We covered the raw basics of process linking first, using functions like spawn_link/1, spawn_link/3, Process.link and friends. Process monitoring was next. I discovered Process.monitor and how to handle when links go down.

Then we moved on to the first set of process primitives that I feel like most people learn about first while learning Elixir and that’s tasks. After tasks was agents, after agents was GenServer, after GenServer were supervisors, and finally applications.

Thanks to James Fish from Pinterest and Ben Marx from Bleacher Report for teaching such a great workshop!

Tomorrow, I’ll be in the Building GraphQL APIs with Absinthe session. GraphQL is something I’ve had my eye for awhile. I’m really looking forward to it.

ElixirConf 2017, Day Zero

This the first in a (hopefully) series of posts describing my experience at ElixirConf 2017.

This is day zero, which is the moniker I’m using for the day before the conference actually starts.

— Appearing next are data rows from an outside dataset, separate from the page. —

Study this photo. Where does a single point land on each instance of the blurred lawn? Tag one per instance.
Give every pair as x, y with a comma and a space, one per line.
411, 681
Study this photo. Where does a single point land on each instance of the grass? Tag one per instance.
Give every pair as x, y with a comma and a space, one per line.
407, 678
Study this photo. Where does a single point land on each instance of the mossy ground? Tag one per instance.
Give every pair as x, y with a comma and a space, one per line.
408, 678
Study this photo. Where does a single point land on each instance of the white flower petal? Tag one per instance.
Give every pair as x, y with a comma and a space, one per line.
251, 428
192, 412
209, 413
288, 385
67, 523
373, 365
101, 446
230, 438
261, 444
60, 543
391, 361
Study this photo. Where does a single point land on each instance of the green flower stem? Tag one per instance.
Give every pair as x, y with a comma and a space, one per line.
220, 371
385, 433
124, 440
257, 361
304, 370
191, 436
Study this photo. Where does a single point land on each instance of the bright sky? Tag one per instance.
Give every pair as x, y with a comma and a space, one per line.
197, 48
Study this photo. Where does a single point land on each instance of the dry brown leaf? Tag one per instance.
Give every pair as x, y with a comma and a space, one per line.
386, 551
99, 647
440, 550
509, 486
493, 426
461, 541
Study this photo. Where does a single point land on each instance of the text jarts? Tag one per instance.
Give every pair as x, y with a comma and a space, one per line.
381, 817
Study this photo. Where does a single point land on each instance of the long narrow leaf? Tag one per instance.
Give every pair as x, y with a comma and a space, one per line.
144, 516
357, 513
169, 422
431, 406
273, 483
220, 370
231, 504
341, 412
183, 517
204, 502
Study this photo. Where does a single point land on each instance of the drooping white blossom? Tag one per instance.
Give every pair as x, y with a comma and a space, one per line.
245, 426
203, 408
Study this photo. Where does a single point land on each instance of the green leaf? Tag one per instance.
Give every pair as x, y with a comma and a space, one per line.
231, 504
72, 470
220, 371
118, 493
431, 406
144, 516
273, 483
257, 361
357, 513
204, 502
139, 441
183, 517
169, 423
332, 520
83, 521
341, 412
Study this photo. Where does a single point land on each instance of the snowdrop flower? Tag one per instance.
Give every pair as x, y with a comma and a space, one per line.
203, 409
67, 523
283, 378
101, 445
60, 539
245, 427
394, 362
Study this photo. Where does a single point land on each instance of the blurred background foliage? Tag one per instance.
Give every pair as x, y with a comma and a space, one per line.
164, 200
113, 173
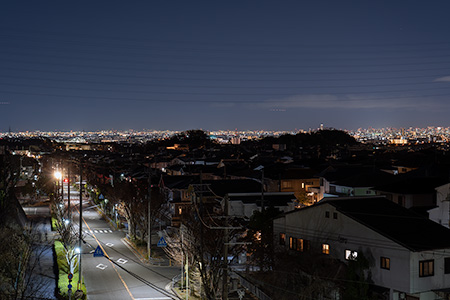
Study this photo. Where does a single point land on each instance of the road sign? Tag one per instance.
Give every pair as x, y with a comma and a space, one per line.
98, 252
162, 242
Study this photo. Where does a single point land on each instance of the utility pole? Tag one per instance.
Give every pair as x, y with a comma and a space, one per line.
262, 189
225, 253
149, 247
80, 225
69, 214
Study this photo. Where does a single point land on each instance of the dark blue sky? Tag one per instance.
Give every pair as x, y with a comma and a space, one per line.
275, 65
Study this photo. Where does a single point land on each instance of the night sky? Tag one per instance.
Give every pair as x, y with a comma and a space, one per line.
177, 65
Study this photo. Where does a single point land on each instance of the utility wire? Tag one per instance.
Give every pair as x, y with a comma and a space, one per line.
150, 92
120, 59
256, 72
186, 101
189, 78
218, 86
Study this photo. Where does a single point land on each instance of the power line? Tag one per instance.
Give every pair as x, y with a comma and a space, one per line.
158, 62
222, 79
215, 94
305, 72
283, 101
221, 45
219, 86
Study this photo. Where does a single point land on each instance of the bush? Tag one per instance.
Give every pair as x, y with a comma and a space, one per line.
63, 269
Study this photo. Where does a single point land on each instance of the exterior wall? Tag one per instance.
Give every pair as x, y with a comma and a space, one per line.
238, 208
441, 214
344, 234
438, 281
364, 191
298, 186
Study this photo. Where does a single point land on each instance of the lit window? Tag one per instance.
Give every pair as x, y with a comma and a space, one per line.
300, 245
287, 184
293, 243
385, 263
351, 255
282, 239
426, 268
447, 265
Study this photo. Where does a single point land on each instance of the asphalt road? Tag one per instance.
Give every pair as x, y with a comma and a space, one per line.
123, 276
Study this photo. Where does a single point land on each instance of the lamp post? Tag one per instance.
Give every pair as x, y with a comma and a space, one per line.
58, 177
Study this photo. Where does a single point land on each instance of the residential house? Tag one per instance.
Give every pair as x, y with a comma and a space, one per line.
244, 204
409, 254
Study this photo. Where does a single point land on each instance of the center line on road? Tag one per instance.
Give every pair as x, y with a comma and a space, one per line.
115, 269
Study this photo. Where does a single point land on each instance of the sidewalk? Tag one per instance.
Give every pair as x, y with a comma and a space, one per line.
44, 273
159, 257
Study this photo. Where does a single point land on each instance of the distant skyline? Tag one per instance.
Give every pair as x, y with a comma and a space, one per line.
180, 65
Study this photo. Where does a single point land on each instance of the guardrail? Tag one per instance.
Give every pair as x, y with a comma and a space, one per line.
252, 288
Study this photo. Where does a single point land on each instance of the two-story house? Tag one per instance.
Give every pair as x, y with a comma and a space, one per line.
409, 254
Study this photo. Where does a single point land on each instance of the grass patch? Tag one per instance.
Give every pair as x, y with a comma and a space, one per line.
63, 269
55, 223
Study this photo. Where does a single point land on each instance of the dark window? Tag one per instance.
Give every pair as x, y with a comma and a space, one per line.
447, 265
306, 245
426, 268
385, 263
300, 245
282, 239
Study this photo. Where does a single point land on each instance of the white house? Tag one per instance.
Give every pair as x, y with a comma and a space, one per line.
441, 213
244, 204
410, 254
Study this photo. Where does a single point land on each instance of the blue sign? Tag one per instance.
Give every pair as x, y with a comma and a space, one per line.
98, 252
162, 242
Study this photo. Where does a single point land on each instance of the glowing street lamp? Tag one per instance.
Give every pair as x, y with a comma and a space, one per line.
58, 175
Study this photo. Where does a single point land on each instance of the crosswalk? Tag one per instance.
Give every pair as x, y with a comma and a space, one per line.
98, 231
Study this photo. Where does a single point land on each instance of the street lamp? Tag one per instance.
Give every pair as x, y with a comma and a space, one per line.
58, 175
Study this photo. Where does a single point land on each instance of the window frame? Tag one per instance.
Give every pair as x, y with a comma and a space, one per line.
283, 238
424, 268
351, 257
447, 265
385, 263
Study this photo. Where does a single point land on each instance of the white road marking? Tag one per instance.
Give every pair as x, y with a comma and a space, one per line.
122, 261
157, 298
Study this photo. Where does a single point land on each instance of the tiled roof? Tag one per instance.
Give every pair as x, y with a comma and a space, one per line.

For me, this will be a four day conference, since I have the privilege of being able to attend the two training days before the actual conference itself.

Getting to Seattle

A few tidbits I found interesting to start the trip off.

  • This is the first non-local conference I’ll be attending since 2014 when I went to Rocky Mountain Ruby (RMR) in Boulder, CO
  • This is also my first trip west of Dallas since that same trip to RMR. I should get out more!
  • I got a window seat! :tada: This meant I got to see :cloud: and :mount_fuji: on the flight out.

In Seattle

I got to the hotel early, so had them stow my bags somewhere and took a walk around the block until they could get my room ready. I also took the time to grab some lunch while I was at it. I also ended up organizing an impromptu dinner involving a co-worker I hadn’t met before, a Turing alum who I also hadn’t met before, and several other folks in the Elixir community. We took a short walk across the street to Maggiano’s Little Italy restaurant. That was a lot of fun!


Tomorrow, I’m attending the OTP Supervision Trees training session, which I am greatly looking forward to.